Here's that Right to Rise ad targeting Rubio on his use of the FLGOP credit card: https://t.co/k5pGvNBX2V pic.twitter.com/FQ1Xf34Ky6
— Alexandra Jaffe (@ajjaffe)
January 26, 2016
Right to Rise, the super PAC backing Jeb Bush, is out with a new TV ad attacking Marco Rubio over his use of a Florida Republican party credit card.
The ad's narrator says: "Car repairs, home improvements, a family trip. It's not easy to afford them. What did Marco Rubio do? He put $22,000 in personal expenses on a Republican Party credit card."
The ad says Rubio caused a "scandal," and it easily leaves viewers with the impression that Rubio used state party funds for personal gain. But that's not true.

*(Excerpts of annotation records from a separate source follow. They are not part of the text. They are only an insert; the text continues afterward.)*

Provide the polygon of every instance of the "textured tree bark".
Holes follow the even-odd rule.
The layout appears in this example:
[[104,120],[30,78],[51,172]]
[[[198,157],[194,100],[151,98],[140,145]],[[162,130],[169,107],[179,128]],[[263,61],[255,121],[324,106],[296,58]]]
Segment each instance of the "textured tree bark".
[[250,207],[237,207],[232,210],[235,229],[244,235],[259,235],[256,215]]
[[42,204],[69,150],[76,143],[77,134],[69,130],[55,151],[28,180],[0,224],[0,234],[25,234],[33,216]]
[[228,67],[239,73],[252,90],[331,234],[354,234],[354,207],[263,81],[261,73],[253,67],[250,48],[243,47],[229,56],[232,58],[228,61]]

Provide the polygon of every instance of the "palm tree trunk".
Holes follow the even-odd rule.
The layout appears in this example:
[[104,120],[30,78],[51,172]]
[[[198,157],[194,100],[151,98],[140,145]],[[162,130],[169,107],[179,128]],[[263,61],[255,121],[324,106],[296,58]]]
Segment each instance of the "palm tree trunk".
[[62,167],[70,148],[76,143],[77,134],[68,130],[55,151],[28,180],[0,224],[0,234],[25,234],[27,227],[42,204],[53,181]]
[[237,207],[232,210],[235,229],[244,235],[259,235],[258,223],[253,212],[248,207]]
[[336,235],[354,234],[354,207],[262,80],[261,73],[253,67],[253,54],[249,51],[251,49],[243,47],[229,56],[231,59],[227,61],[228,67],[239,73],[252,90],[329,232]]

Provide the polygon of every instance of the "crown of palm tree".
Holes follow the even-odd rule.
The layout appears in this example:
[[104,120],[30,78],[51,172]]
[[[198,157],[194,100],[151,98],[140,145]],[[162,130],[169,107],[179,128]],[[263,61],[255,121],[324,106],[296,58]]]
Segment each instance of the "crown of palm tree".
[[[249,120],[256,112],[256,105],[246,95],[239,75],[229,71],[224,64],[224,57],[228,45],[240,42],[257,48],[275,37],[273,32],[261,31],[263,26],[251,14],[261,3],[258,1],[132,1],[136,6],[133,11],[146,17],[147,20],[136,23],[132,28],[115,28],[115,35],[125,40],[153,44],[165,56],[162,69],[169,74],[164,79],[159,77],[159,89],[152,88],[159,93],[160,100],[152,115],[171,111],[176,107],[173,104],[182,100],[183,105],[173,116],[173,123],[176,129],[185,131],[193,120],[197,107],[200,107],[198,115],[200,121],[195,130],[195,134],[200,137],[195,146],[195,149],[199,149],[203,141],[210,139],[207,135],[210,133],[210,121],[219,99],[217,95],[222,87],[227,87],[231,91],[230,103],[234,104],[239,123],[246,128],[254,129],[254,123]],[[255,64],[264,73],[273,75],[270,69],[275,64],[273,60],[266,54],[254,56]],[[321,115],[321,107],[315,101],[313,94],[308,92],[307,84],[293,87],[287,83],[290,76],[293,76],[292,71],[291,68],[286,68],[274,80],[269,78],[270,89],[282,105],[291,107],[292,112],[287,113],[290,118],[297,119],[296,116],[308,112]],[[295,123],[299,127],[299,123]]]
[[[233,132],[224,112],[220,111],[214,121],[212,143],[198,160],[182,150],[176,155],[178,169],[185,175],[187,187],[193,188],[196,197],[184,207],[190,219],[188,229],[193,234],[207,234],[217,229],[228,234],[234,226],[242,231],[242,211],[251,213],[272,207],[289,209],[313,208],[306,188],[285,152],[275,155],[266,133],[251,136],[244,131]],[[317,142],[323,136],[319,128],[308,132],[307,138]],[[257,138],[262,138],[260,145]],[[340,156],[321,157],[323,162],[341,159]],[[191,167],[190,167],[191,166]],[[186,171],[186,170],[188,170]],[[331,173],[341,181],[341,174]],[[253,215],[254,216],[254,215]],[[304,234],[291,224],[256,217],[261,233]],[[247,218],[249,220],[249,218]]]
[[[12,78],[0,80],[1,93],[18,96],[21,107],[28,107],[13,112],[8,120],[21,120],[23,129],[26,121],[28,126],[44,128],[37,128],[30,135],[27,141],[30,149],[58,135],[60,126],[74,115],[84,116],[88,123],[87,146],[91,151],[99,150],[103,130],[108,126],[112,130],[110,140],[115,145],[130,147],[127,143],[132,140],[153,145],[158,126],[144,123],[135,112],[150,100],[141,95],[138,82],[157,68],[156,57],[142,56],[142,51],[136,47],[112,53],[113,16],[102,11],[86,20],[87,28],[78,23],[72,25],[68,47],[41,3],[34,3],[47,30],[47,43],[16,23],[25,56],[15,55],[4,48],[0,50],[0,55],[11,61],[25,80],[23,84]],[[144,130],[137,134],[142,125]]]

Rubio reimbursed the party for all personal expenses each month. "Every month I would go through it. If there was a personal expense, I paid it. If it was a Party expense, the Party paid it," Rubio said in November. "The Republican Party never paid a single personal expense of mine."
The Washington Post Fact Checker wrote that a "mountain's been made out of molehill, by the media and Rubio's opponents." Rubio's statement was "accurate enough that it does not warrant even a single Pinocchio," the Post concluded. When Rubio released two more years of credit card statements, THE WEEKLY STANDARD's Steve Hayes reported there was nothing unusual about Rubio's expenses and reimbursements.
Rubio has been "on the receiving end of some $20 million of the roughly $22 million that Right to Rise spent on negative ads between early December and this past weekend," Hayes reported on Saturday.
Charlie Crist, the liberal former GOP governor of Florida, first tried to make an issue of Rubio's credit card use in the 2010 Florida Senate race. Bush endorsed Rubio in the 2010 race and said in 2012 that he hoped Rubio would be picked as Mitt Romney's running mate.